The road to the county seat was now pavement, smooth and hard. The five-kilometer ride was a breezy twenty-minute cruise.
Construction was exploding along the highway. The "Wenlan River Comprehensive Remediation Project," a cornerstone of the First Five-Year Plan, was in full swing. Thousands of laborers swarmed the riverbanks, digging dikes and hauling stone.
Liu San pedaled past sections where the riderbed had been exposed, the water diverted by cofferdams. Workers were dredging the channel to a depth of 1.5 meters, aiming to boost water storage and allow the passage of heavy barges.
"Make sure we have ample stocks of Bi Wenshen and Zhuge Marching Powder," Liu San muttered to himself, recalling Shi Niaoren's directive about heatstroke prevention.
"They mock TCM all day long, but the moment an epidemic looms, who do they come crying to?" Liu San felt a surge of resentment. In the Health Department, he was the odd man out. Drs. Shi and Ai, with their Western degrees, treated him like a witch doctor. The irony was that Liu San himself was skeptical of mystical Five Elements theory—his degree was in pharmacology. Yet, in the face of their arrogance, he found himself forced into the role of TCM's defender.
Still, job security was job security. As long as the modern pharmaceutical lines were bottlenecked, the colony ran on his herbal patent medicines. His influence was growing by the day.
He arrived at the county town's west gate. The ragged, shifty-eyed yamen runners of the past were gone, replaced by strapping local militia in crisp uniforms, holding standard-issue spears. A full infantry company of the Transmigrator Army was garrisoned within the walls.
The town itself had been transformed.

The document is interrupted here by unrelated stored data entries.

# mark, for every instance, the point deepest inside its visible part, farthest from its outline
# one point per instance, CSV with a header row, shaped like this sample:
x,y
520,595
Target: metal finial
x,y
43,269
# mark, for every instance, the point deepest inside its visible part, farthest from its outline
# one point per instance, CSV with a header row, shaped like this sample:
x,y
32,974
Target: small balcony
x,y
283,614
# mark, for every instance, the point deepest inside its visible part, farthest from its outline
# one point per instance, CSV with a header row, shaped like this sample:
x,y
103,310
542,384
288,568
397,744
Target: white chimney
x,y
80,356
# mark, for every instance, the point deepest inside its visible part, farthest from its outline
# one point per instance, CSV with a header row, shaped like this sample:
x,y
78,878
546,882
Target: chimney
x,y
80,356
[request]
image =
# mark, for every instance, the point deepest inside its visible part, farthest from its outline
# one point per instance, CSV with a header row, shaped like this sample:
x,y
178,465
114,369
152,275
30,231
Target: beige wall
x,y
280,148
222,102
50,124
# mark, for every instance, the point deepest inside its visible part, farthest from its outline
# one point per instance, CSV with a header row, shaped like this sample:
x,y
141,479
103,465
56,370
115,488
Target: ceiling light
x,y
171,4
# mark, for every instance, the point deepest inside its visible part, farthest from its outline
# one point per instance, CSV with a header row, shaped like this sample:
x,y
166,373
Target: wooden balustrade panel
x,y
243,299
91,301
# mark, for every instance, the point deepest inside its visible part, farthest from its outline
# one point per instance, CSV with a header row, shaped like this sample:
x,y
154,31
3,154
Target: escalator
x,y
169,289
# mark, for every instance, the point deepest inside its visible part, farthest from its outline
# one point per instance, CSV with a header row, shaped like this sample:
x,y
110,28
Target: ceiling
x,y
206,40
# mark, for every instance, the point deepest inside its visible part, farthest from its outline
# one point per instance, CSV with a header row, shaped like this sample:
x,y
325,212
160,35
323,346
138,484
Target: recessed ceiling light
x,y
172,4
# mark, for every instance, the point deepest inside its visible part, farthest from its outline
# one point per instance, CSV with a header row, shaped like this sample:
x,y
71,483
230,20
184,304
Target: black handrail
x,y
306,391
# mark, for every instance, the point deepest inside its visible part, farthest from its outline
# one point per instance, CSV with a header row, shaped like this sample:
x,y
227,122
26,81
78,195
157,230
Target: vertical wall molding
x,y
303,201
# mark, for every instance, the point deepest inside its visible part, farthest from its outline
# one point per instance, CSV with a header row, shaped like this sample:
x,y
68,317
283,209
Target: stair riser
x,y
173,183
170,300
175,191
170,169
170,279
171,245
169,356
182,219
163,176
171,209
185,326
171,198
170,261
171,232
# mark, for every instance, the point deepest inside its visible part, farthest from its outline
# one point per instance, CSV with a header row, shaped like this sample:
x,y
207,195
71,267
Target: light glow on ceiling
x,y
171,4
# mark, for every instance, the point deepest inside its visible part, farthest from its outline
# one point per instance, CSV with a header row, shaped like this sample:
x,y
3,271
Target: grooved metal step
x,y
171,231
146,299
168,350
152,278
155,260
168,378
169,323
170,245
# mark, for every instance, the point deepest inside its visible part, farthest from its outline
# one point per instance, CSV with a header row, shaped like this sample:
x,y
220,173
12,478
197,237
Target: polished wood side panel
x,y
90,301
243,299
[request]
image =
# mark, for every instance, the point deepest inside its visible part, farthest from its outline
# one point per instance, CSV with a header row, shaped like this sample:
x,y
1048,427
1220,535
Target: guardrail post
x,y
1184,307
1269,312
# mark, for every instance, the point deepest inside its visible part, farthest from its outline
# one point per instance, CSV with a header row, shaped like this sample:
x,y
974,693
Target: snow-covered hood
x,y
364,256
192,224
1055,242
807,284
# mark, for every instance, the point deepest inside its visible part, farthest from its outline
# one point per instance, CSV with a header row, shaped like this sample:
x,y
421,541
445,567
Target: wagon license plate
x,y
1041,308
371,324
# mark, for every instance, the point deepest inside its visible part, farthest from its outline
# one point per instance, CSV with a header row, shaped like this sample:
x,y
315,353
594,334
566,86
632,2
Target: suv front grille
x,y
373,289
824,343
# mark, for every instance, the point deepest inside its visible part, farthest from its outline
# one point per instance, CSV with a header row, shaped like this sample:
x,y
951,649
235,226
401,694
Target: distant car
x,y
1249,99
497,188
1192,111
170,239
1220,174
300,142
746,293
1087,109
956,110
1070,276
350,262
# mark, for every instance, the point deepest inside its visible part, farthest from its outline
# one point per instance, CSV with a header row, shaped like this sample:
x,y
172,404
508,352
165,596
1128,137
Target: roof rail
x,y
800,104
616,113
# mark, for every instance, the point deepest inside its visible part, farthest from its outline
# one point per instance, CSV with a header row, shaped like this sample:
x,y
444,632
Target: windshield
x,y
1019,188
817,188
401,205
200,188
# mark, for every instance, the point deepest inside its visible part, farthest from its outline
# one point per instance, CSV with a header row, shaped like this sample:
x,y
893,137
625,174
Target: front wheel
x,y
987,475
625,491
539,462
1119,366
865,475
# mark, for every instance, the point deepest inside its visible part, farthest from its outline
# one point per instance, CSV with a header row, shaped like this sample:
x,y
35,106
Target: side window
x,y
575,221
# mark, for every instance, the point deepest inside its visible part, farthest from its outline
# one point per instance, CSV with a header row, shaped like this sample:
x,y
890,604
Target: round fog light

The Civil Affairs Committee had launched a "Patriotic Health Campaign," clearing tons of accumulated garbage, dredging the sewers, and spraying disinfectant until the streets reeked of chlorine. For the first time in history, the roads in Lingao County didn't turn into cesspools when it rained.
The "Lingao Patrol Squad"—a front for the fledgling police force—had swept the streets of vagrants and beggars, shipping them off to the quarantine camps for "purification" and labor reassignment.
Liu San breathed in the relatively clean air. "Not a bad place to spend a few nights," he mused.
Yang Shixiang was surprised by the late visit—the city gates were about to close—but his welcome was warm.
"I'm imposing on you for a few days, brother," Liu San said with a pained smile.
"My home is your home," Yang Shixiang said instantly, asking no questions. He ushered Liu San into a guest courtyard attached to his outer study.
It was a marked step up from a hospital cot. The room was elegant, appointed with rosewood furniture and antiques. Two young shop boys were immediately assigned to attend to him, preparing a hot bath and laying out fresh clothes.
After bathing, Liu San exchanged the requisite courtesies with the Yang family matriarchs. Once the ritual etiquette was satisfied, Yang Shixiang ordered a banquet table set up in the study.
Surrounded by good wine, fine food, and deferential servants, Liu San finally relaxed. Here, at least, he was a master.